I have to get this out and I know that the people who do read this will most likely already know, or not care one bit. I cannot stand my so called family!
From Urban Dictionary:
A fake friend who secretly wishes you to fail at everything.
Since my friend Jon secretly wanted me to get my ass beat in a fight, he was being a sideline hater.”
This is how I feel my family feels about me. They’re always cheering me on, but cheering that I’ll do the wrong thing. Mostly so they have something to gossip about.
I divorced my family about 2 weeks ago. I told the princess, my sister, that she can have fun finding someone to do her job for her and get paid next to nothing for it. I told my mom I was done with the way she treats me and my children. We are never Good enough for her anymore. Ever since she moved to Ellensburg, which is about 1/2 hour away, she never has time for us. So I told her to go have fun with the prince and the princess.
I haven’t heard a word since. Well besides the nasty text from my sister telling me it’s not all about me! Hahaha no I forgot bitch. It’s all about you!
So from now on I’m going to start working on myself and getting better. It’s going to be hard and I’m going to have days where I just say fuck it all, but I won’t let this disease get me. It’s not going to disable me. I want to work again. I want to stay home and do my crafts all day too. Looks like I’m going to have to start finding a way to sell these crafts!
Ugh Ok I took a half an hour “break” to try to do something and to do some stuff for my 6 year old, and I don’t know how I’m going to be able to do this. I can’t even nail a freaking basket to the wall! Well I can, but when the towels get put in it the stupid thing falls down. I was going to have Jeff just do it when he gets home, but I’m just going to have him get me the nails I need. Mine must be too small. I am going to do this!
Then I was trying to figure out how to make my shrinky dinks lighter on the computer because everything says they will get much darker when you shrink them. Well how in the hell am I supposed to do that? I’m using Photoshop Lightroom. Maybe I should try another program and figure out how to decrease the opacity. I don’t know. Do any of you? Please help! I’m a perfectionist and don’t like to fail!

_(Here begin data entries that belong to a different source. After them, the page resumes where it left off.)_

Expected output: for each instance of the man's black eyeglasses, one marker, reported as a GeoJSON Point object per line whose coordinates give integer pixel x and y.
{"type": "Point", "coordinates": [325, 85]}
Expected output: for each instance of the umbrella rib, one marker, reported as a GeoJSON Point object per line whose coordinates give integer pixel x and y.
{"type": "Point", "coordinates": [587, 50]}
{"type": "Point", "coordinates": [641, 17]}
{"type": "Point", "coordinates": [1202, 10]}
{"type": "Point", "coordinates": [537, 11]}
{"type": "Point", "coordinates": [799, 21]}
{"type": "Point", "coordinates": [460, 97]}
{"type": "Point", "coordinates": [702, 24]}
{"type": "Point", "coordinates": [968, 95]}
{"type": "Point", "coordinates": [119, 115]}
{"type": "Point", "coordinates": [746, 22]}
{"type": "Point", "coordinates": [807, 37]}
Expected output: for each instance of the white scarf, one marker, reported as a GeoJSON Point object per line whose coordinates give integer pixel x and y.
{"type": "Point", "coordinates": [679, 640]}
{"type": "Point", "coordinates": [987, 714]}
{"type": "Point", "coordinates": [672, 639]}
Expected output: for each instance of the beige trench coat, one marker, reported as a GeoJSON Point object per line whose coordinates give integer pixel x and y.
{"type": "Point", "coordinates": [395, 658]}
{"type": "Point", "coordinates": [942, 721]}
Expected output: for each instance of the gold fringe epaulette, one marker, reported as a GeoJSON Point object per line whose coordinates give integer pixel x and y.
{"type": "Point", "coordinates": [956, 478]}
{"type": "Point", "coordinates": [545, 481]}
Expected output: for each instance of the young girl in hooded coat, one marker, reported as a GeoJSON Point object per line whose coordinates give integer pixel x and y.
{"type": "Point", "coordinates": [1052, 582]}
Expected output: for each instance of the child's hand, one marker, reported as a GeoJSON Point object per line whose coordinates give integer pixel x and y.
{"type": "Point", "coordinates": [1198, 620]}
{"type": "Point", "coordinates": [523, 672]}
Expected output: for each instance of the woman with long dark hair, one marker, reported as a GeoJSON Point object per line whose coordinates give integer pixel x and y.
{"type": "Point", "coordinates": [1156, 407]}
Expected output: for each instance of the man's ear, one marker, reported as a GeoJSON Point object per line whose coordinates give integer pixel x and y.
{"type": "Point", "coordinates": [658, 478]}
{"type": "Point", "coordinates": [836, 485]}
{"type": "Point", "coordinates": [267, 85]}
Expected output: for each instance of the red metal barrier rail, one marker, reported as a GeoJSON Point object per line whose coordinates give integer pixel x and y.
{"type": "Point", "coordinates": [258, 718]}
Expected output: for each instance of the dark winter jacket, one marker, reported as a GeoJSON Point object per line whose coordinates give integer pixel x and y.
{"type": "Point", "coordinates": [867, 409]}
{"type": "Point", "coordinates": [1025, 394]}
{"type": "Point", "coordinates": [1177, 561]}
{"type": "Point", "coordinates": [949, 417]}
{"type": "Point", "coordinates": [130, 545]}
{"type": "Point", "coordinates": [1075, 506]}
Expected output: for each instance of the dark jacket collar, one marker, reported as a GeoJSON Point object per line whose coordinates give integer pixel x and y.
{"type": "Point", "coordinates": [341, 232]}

Ok enough for today. I have all these emotions going through me from wanting to cry because of my family and because I can’t nail a damn basket to the wall. I want to just give up on all art because I have so much stuff and don’t know what to do with it, I have become overwhelmed. So good bye for now! I promise my next post will be a “happy I did it! “Post 😉
Here’s all of the stuff I bought Sunday for my crafts.
The mixed media boards I’m going to paint different colors, put some words on it that look like aged newsprint, and tangle my heart away. I have some boxes I want to paint and tangle too. I like the look of the wood through the tangles, but I hate how it kills my pen just to draw on the wood. So pretty paint it will be! There’s also a jewelry making kit in there so I can make some shrinky dink jewelery. There are 3 books that I’m going to order ASAP to get me going on that. But I bought some shrinky dink material for the printer to try it out on too. So that’s where all my money went this weekend! I gotta start selling stuff to keep up with my buying!